Liquidation Price
The price when the position is liquidated.
The liquidation price for a position is calculated based on the entry price and amount of collateral provided. The higher the leverage, the lower the collateral amount, therefore the higher the risk of liquidation.
When a position is liquidated, the user loses all the collateral reserved on the position.
Positions can only be liquidated using the price from the Oracle. When our server detects a position due for liquidation based on the Mark Price, it requests the last traded price from the Oracle.

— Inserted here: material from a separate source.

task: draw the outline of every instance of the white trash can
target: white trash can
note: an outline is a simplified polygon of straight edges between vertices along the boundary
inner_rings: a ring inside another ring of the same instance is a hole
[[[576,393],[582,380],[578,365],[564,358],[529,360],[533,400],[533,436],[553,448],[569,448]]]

If the liquidation price was generated by a short spike in the mark price and the price swiftly exits the liquidation range, the position will not be liquidated as the price provided by the Oracle comes with a delay of approx. 1min. So if the liquidation price was touched for less than 1 minute, the user's position is safe.
Liquidation Price Formula
Definitions
Parameter | Description |
---|---|
LP | Liquidation Price |
NL | Net Liquidation Price |
P | Entry Price |
C | Liquidation Coefficient |
M | Margin (Collateral) |
MOV | Allowed price movement before liquidation |
FC | Funding Cost |
S | Position Size |
FB | Funding Blocks (the number of blocks the position is opened for) |
FR | Funding Rate (rate per block) |
L | Leverage |
MM | Maintenance Margin |
Formulas
Parameter | Formula |
---|---|
NL | P ± MOV |
MOV | (M - FC) / S |
FC | S * P * FB * FR |
C | MM / L |
L | P * S / M |
Use Stop-Limit (Stop-Loss) orders to prevent the position from getting liquidated!